The Consolation is structured around symmetrical echoes, six basic meters that appear early and then are repeated in one or more later poems (a handy appendix summarizes the interwoven schema). Blackwood points out that these repetitions are deliberate and highly meaningful. Elegiac couplets, for example, first heard in a poem lamenting fortune’s power (1.1), are later picked up in a poem discounting chance (5.1). The same rhythm that undoes the desire for riches (2.5) is used to undermine the desire for power (3.5). The first time around, the rhythm is felt in the senses (hearing), but in subsequent recurrences it echoes also in the mind (memory). Through this dialectic, Philosophy draws together Boethius’s past and present, her poetry knitting together the parts of his fragmented self.
Boethius wrote the Consolation as the original self-help book. Its rhythms are supposed to heal private and particular memories by reconnecting them with the forgotten regularity of the universe. For Boethius, rhythm is physiological as well as astronomical, personal as well as objective. The repetitions link the orbits of the planets and the circle of the seasons to the beating of the child’s heart and the repeated sight of its mother’s face. In the midst of this scholarly book, the author thus unexpectedly but touchingly interjects his own intimate reminiscences, the song of a bird first heard on boyhood camping trips to Prince Edward Island.
Even in a book as scrupulous as this one, a certain amount of subjectivity is unavoidable. Not everyone, for instance, will find all of Blackwood’s rhythmic interpretations convincing. Are we really so sure that an interrupting downbeat reflects Boethius’s sadness? Are we certain that a Sapphic adonic (dum-di-di dum-dum) signals the guiding pressure of Philosophy’s hand? The reader who remains doubtful is invited to test these rhythms against his own pulse, thus joining the prisoner on his strenuous journey to mental freedom.
The Consolation adheres to the classical premise that we liberate ourselves only through subjection to objective order. Imprisoned on the whim of a barbarian king whose lackeys would eventually bludgeon him to death, Boethius knew that only a divine order could transcend the unjust exercise of political power.

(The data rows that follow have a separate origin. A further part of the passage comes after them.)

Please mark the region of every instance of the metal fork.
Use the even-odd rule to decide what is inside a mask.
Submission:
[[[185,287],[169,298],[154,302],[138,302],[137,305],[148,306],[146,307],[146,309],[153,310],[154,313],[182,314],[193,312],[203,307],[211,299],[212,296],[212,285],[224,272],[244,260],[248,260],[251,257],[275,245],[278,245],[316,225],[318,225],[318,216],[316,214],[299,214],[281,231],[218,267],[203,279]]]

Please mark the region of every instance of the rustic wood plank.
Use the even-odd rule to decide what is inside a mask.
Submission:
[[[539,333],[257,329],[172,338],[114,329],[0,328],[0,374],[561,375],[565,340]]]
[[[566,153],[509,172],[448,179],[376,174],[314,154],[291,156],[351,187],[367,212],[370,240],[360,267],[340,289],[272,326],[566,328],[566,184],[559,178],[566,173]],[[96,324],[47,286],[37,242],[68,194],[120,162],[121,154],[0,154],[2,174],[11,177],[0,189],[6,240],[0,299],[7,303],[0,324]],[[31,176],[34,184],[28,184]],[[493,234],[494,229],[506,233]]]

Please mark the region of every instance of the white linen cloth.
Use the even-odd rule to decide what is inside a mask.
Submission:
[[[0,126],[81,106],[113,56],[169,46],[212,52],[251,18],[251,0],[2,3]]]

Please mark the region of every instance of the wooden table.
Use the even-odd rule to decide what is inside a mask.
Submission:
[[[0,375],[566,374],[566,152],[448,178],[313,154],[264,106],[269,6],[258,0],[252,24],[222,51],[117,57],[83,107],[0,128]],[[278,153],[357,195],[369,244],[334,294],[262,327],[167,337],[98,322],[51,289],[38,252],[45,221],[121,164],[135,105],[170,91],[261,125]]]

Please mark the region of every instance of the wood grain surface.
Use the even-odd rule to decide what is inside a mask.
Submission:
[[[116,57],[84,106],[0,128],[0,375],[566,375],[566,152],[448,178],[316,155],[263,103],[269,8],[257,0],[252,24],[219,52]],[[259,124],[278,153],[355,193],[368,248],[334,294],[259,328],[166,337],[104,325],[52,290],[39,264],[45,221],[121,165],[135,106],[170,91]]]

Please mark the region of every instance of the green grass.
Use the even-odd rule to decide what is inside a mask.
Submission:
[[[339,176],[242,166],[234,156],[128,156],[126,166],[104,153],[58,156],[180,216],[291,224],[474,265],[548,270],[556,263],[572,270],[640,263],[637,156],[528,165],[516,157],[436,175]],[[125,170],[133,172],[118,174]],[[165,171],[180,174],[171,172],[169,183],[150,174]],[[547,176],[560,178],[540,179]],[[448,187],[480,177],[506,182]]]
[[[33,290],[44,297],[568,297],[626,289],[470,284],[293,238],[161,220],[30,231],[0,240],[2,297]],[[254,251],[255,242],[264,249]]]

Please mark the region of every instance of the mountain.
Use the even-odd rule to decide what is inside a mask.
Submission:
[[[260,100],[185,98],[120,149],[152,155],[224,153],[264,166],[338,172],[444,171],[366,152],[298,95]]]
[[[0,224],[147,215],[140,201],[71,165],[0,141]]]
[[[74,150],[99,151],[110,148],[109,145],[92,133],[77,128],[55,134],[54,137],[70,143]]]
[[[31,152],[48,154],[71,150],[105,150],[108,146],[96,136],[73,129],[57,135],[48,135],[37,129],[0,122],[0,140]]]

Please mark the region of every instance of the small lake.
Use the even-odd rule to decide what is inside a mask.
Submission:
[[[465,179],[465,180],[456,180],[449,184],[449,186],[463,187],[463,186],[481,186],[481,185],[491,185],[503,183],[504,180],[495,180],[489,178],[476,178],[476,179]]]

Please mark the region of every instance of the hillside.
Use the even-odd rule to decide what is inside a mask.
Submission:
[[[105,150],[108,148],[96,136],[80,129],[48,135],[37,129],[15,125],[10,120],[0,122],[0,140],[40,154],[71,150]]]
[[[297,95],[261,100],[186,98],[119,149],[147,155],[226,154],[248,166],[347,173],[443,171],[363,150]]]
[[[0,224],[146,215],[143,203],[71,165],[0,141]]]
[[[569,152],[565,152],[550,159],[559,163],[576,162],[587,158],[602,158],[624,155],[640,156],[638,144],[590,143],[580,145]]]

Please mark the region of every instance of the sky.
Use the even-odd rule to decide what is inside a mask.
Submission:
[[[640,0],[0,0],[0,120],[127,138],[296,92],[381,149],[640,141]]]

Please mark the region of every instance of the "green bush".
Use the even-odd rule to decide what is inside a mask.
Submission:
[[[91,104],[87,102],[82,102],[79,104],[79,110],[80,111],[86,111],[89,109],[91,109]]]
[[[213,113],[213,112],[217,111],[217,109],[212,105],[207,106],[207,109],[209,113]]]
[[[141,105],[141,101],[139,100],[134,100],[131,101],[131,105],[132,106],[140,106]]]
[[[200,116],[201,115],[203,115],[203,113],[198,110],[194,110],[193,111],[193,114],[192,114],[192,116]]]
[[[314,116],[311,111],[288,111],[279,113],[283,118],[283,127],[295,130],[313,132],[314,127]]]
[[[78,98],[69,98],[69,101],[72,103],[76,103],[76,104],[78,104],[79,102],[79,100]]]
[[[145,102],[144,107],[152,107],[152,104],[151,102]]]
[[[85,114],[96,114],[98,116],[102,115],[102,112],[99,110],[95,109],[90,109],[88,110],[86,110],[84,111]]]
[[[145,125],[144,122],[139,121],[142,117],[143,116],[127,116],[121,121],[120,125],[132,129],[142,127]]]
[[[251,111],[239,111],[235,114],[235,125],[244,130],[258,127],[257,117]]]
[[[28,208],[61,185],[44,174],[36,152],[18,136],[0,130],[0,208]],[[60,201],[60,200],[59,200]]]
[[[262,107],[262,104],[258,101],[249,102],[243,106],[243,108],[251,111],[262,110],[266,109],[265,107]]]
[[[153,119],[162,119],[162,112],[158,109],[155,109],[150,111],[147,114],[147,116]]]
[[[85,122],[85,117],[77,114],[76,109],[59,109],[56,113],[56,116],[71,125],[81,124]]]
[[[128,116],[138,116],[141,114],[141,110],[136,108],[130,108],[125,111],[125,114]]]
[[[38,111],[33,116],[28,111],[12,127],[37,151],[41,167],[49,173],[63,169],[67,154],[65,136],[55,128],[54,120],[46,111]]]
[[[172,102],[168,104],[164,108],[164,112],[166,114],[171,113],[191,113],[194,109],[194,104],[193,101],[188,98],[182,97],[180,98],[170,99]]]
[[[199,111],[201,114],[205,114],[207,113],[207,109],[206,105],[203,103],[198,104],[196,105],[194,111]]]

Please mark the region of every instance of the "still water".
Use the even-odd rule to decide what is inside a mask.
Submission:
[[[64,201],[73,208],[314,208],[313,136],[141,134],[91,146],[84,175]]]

The crisis at the end of his book is provoked by the fear that divine providence will itself prove autocratic, a foreknowledge so absolute that no space is left for human freedom. Lady Philosophy, who has successfully coached her student up until this point, steps in with an answer to the dilemma at which St. Paul stopped short and Luther stumbled. When we move from the repetitions of time to God’s eternity, she explains, we enter a moment with no before or after, a moment in which God sees all that there is and in which all free human choices are conserved intact.
Blackwood’s originality lies in recognizing Philosophy’s famous resolution as a poetic liturgy. The last of the Consolation’s poems recapitulates all of the foregoing rhythms of the book, summing up its message in a climactic experience both bodily and spiritual. As the Eucharist recapitulates Christ’s passion and joins the present to eternity, so the Consolation’s summation of its own patterns offers a moving image of God’s eternity. Such is the dazzling climax to this worthy book. It is one of the more illuminating studies of the Consolation, a book that consistently—and metrically—consoles.
Luke Taylor is an assistant professor of Renaissance literature at Baylor University.